Stage 1: Establish (Year 1)
Focus: Build foundation
- Create initial standards and governance
- Set up basic platform capabilities
- Deliver first successful projects
- Build core team
CoE Role: Hands-on execution
Stage 2: Scale (Years 2-3)
Focus: Expand adoption
- Mature platform and tools
- Train AI champions across the org
- Move to hybrid operating model
- Establish community of practice
CoE Role: Balance execution with enablement
Stage 3: Optimize (Years 3-4)
Focus: Efficiency and impact
- Optimize platform costs
- Increase reuse and self-service
- Focus on highest-value initiatives
- Strengthen governance as scale increases
CoE Role: Primarily enablement
Stage 4: Embed (Years 4+)
Focus: AI becomes mainstream
- AI skills distributed widely
- Product teams self-sufficient for most use cases
- CoE focuses on cutting-edge capabilities and governance
- Consider whether separate CoE is still needed
CoE Role: Governance, advanced R&D, strategic initiatives
CoE Direct Involvement
▲
│ ┌───┐
High │ │ │
│ ┌┘ └┐
│ ┌┘ └┐
│ ┌┘ └┐
Low │ ┌┘ └───────────────────
│─┴──────────────────────────────►
Year 1 Year 2 Year 3 Year 4+
Establish Scale Optimize Embed
Budget and Resource Considerations
Let’s talk money. Here’s how I think about budgeting for an AI CoE.
Budget Categories
| Category | % of Budget | Notes |
|---|---|---|
| Personnel | 60-70% | Your biggest investment |
| Platform & Infrastructure | 15-25% | Compute, tools, MLOps |
| Training & Development | 5-10% | Upskilling programs |
| External Support | 5-10% | Consultants, contractors |
Typical Budget Ranges
For a mature hybrid CoE:
| Organization Size | Annual CoE Budget |
|---|---|
| Mid-size (1K-5K employees) | $2-5M |
| Large (5K-20K employees) | $5-15M |
| Enterprise (20K+ employees) | $15-50M+ |
These numbers include personnel costs but not project-specific costs (which should be funded by business units).
Funding Models
Central funding: CoE budget comes from corporate. Pros: stability, independence. Cons: may be seen as overhead.
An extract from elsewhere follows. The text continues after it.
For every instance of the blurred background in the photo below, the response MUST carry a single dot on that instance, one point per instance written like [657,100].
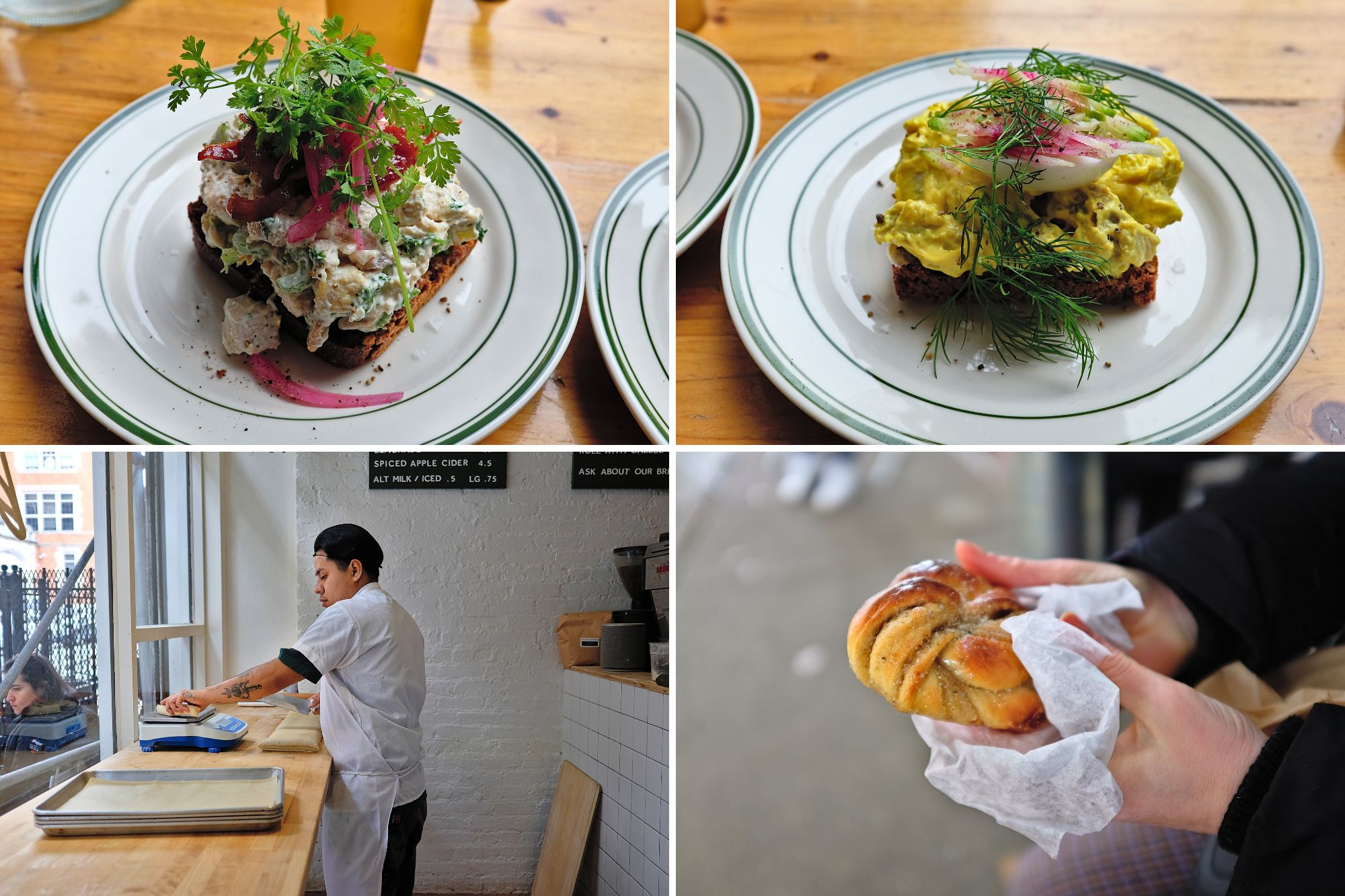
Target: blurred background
[794,778]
Chargeback: Business units pay for CoE services. Pros: CoE must prove value. Cons: can discourage adoption.
Hybrid: Core capabilities centrally funded, project work charged back. This is my preferred model.
Making the Case for Budget
When requesting budget, frame it in terms of:
- Avoided cost: “Without a CoE, each team will build their own ML platform at $X”
- Accelerated value: “CoE can cut time-to-production by 50%, getting value sooner”
- Risk reduction: “Proper governance reduces regulatory risk exposure by $X”
- Talent efficiency: “Shared expertise means we need 30% fewer AI specialists”
Conclusion
Building an effective AI Center of Excellence is challenging but achievable. The organizations that get it right gain a significant competitive advantage—they can move faster, with better quality, and at lower risk than those with fragmented AI efforts.
Key takeaways:
- Start with clear purpose: Know whether you’re optimizing for enablement, governance, or both
- Right-size for your stage: Don’t over-build early, but don’t under-invest as you scale
- Choose the right operating model: Hybrid works for most, but tailor to your culture
- Focus on value, not control: The best CoEs make teams successful, not dependent
- Measure what matters: Track adoption, efficiency, quality, and business impact
- Evolve over time: Your CoE’s role should change as AI matures in your org
- Secure executive sponsorship: Without it, you’ll struggle to drive change
If you’re building an AI CoE, I’d love to hear about your experience. What’s working? What challenges are you facing? The field is evolving rapidly, and we all benefit from sharing what we learn.